Ключевые слова: рекомендация получателей сообщений, системы рекомендаций, социальные сети, рекомендация пользователей, социальные сообщества, электронные программы мгновенного обмена сообщениями

The purpose of this study is to design an algorithm for recommending potential recipients of messages in social networks. Social network users often want to send a message to a group of recipients. In the paper we introduce an algorithm which predicts other possible recipients given an initial set of recipients. The suggested algorithm draws upon different types of local user data: the profile, friendship graph, posts, and social interactions (likes, comments, and tags). Some of recipients of a message could be closely related and, therefore, can be viewed as a uniform group. The algorithm attempts to reveal such groups and recommends them to a user. For the purpose of evaluating the algorithm we created a demo application for Facebook. Experimental evaluation using this application demonstrated that the algorithm is able to make suggestions meaningful to experts and to improve the messenger interface. Keywords: recipient suggestion, recommender systems, social networks, user recommendation, social communities, electronic messengers

1. Introduction

In today's world people communicate by messages using the Internet. Often they send the same message to several recipients. Usually, it's done by selecting them one-by-one by typing their names. But in most cases users have a kind of communication patterns: they communicate with more or less stable groups of users. Moreover, a group of recipients is typically related to some common group's property. For example, recipients work in the same company or graduated from the same university.

The target data domain of our work is Facebook* which appears to be the world's most popular social network. Our application analyses the data of a user and his/her friends: profiles, walls and friendship graphs. As a result, it suggests recipients for the message given a current list of recipients. This paper is an extension of the paper [1]. In addition to the previous work, this paper contains detailed analysis of impact of different kinds of data on suggestion results. Moreover, a group recommendation algorithm is introduced in this paper.

In our application** the user is supposed to select the recipients as follows:

1. The user enters a friend's name as first recipient.
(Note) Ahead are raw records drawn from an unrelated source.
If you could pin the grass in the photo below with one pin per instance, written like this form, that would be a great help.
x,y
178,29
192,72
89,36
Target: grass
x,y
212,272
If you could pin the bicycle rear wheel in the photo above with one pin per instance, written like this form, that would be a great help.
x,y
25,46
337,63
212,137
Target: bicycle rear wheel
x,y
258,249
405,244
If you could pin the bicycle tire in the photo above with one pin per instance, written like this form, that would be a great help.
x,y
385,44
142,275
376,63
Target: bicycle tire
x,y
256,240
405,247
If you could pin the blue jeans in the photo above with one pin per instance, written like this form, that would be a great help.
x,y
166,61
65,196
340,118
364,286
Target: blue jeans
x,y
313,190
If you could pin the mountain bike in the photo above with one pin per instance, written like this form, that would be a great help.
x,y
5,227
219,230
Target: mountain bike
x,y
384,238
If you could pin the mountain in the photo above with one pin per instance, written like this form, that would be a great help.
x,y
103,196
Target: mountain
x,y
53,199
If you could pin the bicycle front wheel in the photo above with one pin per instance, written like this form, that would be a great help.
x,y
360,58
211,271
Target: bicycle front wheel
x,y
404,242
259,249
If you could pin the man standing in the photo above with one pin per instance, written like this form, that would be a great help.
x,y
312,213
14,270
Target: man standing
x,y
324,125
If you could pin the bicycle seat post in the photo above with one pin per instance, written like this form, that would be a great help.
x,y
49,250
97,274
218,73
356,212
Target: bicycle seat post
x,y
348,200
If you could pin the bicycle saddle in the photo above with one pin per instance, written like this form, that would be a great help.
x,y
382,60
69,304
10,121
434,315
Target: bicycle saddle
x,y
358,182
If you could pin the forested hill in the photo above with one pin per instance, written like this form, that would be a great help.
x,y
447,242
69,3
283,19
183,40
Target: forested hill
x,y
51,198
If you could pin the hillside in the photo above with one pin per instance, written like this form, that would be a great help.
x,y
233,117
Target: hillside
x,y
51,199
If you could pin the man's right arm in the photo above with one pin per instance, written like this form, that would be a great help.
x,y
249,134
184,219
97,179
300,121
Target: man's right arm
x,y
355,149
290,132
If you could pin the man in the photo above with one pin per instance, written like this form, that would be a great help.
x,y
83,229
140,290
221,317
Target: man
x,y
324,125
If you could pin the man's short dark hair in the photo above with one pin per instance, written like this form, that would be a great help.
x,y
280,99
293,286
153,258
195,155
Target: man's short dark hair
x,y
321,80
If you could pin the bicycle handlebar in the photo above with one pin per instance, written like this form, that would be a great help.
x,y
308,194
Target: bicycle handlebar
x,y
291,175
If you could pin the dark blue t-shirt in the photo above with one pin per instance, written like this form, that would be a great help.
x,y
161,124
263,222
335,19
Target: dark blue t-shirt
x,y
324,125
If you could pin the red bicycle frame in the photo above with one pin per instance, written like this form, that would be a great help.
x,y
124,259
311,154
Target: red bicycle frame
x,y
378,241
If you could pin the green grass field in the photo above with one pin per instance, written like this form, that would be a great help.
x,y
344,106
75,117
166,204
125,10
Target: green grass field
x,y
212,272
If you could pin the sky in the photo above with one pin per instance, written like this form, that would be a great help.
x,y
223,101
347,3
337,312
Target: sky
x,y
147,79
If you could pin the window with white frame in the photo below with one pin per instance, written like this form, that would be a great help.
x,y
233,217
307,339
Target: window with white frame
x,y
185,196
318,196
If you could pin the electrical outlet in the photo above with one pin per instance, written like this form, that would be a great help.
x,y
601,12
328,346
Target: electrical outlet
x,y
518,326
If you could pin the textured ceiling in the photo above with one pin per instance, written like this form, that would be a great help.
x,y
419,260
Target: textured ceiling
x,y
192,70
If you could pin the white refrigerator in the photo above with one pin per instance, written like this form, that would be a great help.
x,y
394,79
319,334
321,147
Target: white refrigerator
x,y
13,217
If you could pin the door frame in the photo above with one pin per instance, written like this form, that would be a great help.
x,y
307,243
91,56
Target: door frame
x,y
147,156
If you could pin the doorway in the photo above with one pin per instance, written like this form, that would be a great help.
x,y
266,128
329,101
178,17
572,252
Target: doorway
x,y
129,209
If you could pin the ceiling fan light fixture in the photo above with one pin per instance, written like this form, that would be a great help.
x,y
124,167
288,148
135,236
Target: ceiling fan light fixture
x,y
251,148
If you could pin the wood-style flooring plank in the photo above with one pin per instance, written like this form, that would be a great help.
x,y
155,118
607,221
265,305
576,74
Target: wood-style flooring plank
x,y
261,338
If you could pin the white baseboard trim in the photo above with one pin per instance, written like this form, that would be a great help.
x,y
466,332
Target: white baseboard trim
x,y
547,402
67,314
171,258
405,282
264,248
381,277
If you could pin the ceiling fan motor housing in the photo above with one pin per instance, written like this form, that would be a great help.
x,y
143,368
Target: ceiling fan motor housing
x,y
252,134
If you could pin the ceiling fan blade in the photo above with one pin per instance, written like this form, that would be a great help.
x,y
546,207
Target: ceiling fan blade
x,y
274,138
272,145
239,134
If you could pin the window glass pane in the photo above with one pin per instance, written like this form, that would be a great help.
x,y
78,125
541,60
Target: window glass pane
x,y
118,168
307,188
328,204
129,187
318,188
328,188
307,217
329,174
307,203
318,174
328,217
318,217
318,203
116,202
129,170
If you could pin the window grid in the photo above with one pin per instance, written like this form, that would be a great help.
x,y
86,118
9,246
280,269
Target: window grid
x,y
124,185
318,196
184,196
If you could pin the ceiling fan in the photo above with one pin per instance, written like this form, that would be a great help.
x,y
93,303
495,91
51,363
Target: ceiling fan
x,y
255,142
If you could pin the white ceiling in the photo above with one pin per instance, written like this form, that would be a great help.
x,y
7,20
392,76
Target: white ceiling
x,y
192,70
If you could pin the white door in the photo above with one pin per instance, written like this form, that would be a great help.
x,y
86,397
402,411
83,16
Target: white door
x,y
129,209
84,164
2. The application provides other probable recipients from the target user's friends based on the relevance to the current list of recipients (seed set). The application also provides groups of recipients.

3. The user can:

— select the recommended user and add him/her to the seed set;

— select the recommended group and add it to the seed set;

— type a friend manually like as in step 1;

— send the message.

4. Go to the step 2 if the message has not been sent yet

So, in this paper we present an algorithm that recommends more recipients of the message given an initial set of recipients.

2. Recipient Suggestion algorithm

Our recipient suggestion algorithm is based on Interaction Table. The workflow contains 3 stages:

1. Retrieving Facebook data.

2. Finding co-occurrences of users (co-likes, co-comments, graph communities and so on) from Facebook data and building corresponding interactions (rows of Interaction Table).

3. Suggesting for the most relevant users and groups given built interactions and seed set.

2.1. Terminology

User is an owner of a Facebook account.

Profile is a set of pairs (field name, field value). Profile contains information about a user.

Post is a public message of a User. Post contains a text, photo, video, or a link.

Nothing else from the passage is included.